Maybe I got abducted by aliens. There was certainly missing time involved – like, a whole week of it. Whatever the case, I shook off my disorientation and tried to enjoy the remaining episodes. Thanks to the charming cast and funny writers, this wasn’t so difficult. I am thrilled X 1,000 that JT wasn’t killed off, and super-pumped about the potentially X-Files-y type supernatural investigations that Cat and Vincent may plunge into next year. Which we will thankfully get to see, since BATB got renewed! Yay!
Beauty and the Beast Final Score: 7.4
And in last place, we have Elementary. Which sounds bad, but considering that I only watch truly awesome shows, even last place isn’t such a terrible spot! When this show decides to bring it, they bring it like crazy. Problem is, they don’t always decide to bring it, and I think we had a bit of a sophomore slump going on last season. Certain moments and individual episodes really sparkled: Bell’s shooting and its aftermath, Gregson’s marital issues, Watson’s kidnapping, Moriarty’s return, Mycroft’s MI6 storyline. But then, in between those moments, we had some dry, unappetizing filler that didn’t seem to have any real direction or taste (other than cardboard).
My RX for next season: More Mycroft!

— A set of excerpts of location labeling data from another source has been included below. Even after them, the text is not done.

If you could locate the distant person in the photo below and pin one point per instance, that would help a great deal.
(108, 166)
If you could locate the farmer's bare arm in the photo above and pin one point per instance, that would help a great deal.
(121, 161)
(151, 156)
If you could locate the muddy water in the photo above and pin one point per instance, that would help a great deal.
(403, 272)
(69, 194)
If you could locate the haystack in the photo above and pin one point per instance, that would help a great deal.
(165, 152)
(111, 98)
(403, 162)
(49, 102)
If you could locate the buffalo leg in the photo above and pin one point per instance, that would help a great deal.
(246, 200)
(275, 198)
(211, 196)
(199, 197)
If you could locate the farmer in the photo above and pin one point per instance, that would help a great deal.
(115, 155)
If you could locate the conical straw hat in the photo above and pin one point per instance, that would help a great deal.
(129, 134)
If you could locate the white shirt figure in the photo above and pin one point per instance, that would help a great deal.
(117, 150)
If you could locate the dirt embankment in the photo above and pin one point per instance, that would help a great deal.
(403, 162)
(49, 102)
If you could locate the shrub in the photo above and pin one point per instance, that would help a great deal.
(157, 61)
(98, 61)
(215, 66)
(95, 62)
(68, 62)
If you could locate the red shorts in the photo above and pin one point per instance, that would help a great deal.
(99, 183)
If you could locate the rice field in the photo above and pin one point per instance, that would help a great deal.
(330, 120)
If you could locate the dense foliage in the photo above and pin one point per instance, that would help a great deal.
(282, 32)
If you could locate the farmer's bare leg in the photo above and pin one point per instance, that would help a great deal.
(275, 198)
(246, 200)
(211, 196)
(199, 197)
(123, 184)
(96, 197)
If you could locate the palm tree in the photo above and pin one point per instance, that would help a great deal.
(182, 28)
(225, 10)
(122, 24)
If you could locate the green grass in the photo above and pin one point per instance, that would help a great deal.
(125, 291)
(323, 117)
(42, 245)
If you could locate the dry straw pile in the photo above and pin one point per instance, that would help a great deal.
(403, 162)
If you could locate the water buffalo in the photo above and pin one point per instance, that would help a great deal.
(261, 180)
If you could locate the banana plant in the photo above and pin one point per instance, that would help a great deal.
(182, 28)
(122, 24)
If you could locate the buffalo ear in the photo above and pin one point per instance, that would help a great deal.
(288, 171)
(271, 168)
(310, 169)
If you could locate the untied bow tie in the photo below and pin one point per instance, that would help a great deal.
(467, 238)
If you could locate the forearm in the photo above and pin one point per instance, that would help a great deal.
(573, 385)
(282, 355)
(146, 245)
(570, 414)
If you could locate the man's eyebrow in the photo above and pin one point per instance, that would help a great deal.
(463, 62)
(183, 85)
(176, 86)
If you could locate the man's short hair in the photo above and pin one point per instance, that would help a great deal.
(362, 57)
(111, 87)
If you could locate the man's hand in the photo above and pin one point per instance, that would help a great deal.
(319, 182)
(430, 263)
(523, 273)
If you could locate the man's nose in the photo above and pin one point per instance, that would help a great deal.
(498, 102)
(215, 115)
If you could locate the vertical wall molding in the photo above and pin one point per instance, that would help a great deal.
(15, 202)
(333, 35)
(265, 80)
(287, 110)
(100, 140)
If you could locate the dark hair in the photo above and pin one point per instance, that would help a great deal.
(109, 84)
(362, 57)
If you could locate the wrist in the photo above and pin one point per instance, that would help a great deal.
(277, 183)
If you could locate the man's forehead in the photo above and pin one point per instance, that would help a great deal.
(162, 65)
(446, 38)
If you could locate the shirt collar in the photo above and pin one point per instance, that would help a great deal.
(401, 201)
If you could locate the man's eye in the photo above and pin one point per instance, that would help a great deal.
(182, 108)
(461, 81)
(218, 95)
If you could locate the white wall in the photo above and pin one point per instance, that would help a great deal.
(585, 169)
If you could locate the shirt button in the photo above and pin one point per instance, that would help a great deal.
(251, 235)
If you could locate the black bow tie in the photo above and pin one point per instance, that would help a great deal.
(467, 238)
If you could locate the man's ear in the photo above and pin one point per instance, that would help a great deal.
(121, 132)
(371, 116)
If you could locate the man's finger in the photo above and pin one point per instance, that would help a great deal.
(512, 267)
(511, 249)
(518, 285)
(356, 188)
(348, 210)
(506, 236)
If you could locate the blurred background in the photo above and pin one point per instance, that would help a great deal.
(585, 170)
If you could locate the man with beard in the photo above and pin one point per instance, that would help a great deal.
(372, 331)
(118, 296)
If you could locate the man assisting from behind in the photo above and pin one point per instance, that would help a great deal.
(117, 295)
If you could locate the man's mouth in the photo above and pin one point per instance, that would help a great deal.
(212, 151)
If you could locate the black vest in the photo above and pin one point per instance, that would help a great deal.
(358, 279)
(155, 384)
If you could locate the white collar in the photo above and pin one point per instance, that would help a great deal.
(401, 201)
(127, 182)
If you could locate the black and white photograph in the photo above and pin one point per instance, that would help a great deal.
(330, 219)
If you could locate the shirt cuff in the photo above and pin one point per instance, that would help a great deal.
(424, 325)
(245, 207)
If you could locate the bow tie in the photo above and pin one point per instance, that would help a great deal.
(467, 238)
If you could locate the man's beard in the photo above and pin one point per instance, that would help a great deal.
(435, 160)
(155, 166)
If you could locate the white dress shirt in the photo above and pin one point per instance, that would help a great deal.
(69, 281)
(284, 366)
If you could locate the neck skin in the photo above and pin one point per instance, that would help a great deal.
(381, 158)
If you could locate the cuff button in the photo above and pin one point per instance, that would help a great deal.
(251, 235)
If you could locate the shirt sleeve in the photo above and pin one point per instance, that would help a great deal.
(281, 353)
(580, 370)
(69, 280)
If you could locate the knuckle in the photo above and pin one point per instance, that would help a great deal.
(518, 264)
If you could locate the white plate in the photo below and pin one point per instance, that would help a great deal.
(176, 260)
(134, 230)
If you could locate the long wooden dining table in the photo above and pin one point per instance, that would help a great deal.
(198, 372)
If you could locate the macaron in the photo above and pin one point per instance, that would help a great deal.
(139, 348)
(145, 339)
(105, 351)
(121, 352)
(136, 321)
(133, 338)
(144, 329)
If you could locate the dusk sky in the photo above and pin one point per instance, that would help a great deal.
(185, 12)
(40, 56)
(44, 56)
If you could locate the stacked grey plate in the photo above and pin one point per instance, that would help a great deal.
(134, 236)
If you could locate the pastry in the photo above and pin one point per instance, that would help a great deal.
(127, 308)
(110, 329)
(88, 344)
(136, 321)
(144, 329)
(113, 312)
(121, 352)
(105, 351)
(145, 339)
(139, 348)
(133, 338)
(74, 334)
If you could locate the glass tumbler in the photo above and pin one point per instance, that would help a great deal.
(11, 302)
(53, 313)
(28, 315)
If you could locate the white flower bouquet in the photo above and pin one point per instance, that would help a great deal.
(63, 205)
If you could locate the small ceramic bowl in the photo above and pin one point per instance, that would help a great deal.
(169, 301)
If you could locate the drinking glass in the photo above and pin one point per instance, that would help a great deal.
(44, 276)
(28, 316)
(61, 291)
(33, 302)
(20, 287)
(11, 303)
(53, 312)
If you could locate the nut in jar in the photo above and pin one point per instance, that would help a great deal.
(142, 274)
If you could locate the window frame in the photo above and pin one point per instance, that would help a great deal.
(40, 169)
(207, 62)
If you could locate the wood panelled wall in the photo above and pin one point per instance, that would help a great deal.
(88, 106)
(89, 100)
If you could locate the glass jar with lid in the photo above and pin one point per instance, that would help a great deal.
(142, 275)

My mom is always complaining about him getting together with Joan, how they have no chemistry. To which I reply: WHO CARES? Honestly, what does it matter if Mycroft has chemistry with Joan? He has chemistry with SHERLOCK. When those two brothers are onscreen, there is a crackle-fire intensity the likes of which I rarely see on TV. The emotions are all tangled up and crazy – the rivalry, the resentment, the jealousy, and yes, deep down, the LOVE. Mycroft returned to MI6 to save Sherlock from prison time. Baffled, Sherlock asks, “Why? You didn’t owe me anything.” Mycroft: “We’re brothers.” Oooh, watch out Sam and Dean – your spot as Top TV Bros may just be in jeopardy…
Elementary Final Score: 7.3
Miscellaneous Mini-Winners (FYI: I just spelled ‘miscellaneous’ correctly on the first try! Go me!):
Favorite Night of TV: Tuesday, cuz it’s got three in a row – S.H.I.E.L.D., Supernatural, CF!!
Best Tearjerker Moment: Tie: Chicago Fire’s heartfelt reunion between a disabled, alcoholic fire chief and the firefighters who once hated him for saving their lives and Elementary’s episode-closing scene between Sherlock and his dead friend, Alistair (Why did they have to kill him off??? And why did they have to write the ep so beautifully??? **sob**)
Here’s hoping for many more memorable moments from all of my shows next season!
May this fall bring on the best race ever!